PhRMA’s Updated Code for Industry Addresses Speaker Programs, Meals

Aug. 20, 2021 — The Pharmaceutical Research and Manufacturers of America (PhRMA) has “updated and enhanced” its voluntary code of ethics regarding how the drug industry can appropriately interact with U.S. health care professionals (HCPs) while marketing biopharma products in various ways, including speaker programs.

PhRMA’s revised “Code on Interactions with Health Care Professionals,” last updated in 2019, follows a Nov. 16, 2020, “special fraud alert” from the Department of Health and Human Services Office of Inspector General that discusses the “inherent fraud and abuse risks” associated with speaker programs.

According to PhRMA’s Code, which takes effect Jan. 1, 2022, “company-sponsored speaker programs provide substantive educational information about the benefits, risks, and appropriate uses of company medicines and related disease states.” PhRMA notes that speaker programs are distinct from continuing medical education programs, and that “companies and speakers should be clear about this distinction.”

The OIG alert indicated that a “red flag” for speaker programs is using a high-end venue (such as restaurants or sports venues); other points of concern are providing free drinks and allowing speakers to invite others to accompany them to programs. Although speaker programs were down significantly in 2020 as a result of COVID-19 restrictions on travel and large, in-person gatherings, reporting from Policy & Medicine on Centers for Medicare and Medicaid Services (CMS) data from the Open Payments Program showed that “food and beverage” payments still represented a significant portion of the payments made last year.

The new PhRMA code states that incidental meals of modest value may be offered to attendees of company-sponsored speaker programs, subject to the following principles:

  • The purpose of the speaker program should be to present substantive educational information designed to help address a bona fide educational need among attendees, taking into account recent substantive changes in relevant information or the importance of the availability of such educational programming.
  • Only those with a bona fide educational need for the information should be invited.
  • Incidental meals furnished to attendees must be modest as judged by local standards, as well as subordinate in focus to the educational presentation.
  • Companies should not pay for or provide alcohol in connection with the speaker program.
  • The speaker program should occur in a venue and manner conducive to informational communication, and a company representative should be physically present. For speaker programs at third-party venues, the third-party venue selected by the company should not be extravagant or the main attraction of the event or perceived as such. Luxury resorts, high-end restaurants, and entertainment, sporting, or other recreational venues or events are not appropriate.
  • Repeat attendance at a speaker program on the same or substantially the same topic is generally not appropriate unless the attendee has a bona fide educational need to receive the information presented. Attendance by speakers as participants at programs after speaking on the same or substantially the same topic is generally not appropriate.
  • Friends, significant others, family members, and other guests of a speaker or an invited attendee are not appropriate speaker program attendees unless such individuals have an independent, bona fide educational need to receive the information presented.

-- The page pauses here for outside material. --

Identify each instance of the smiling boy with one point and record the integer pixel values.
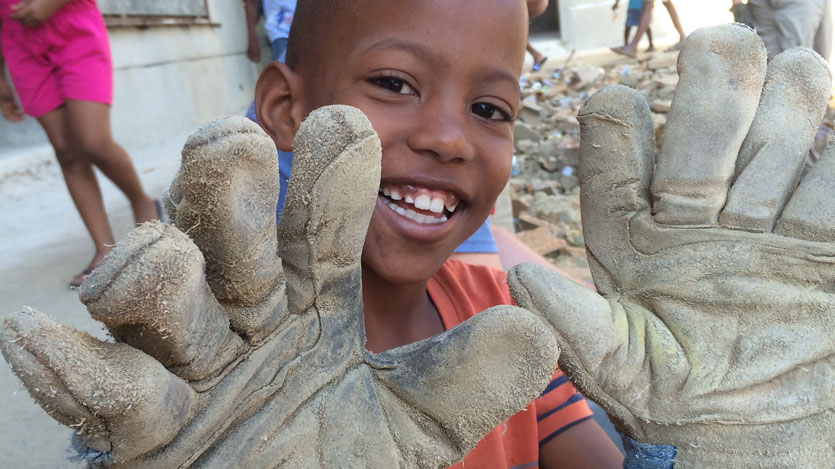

The 2022 PhRMA Code also provides guidance on how companies procure and retain speakers, appropriate terms of compensation and reimbursement for reasonable travel expenses, and speaker training. Further, PhRMA states that each company “should develop policies addressing the appropriate use of speakers, including utilization of speakers after training and the appropriate number of engagements for any particular speaker over time.”

Engaging in “appropriate marketing of medicines” is critical to ensuring that “patients have access to the products they need and that the products are used correctly for maximum patient benefit,” according to PhRMA. “Our relationships with healthcare professionals are critical to achieving these goals.”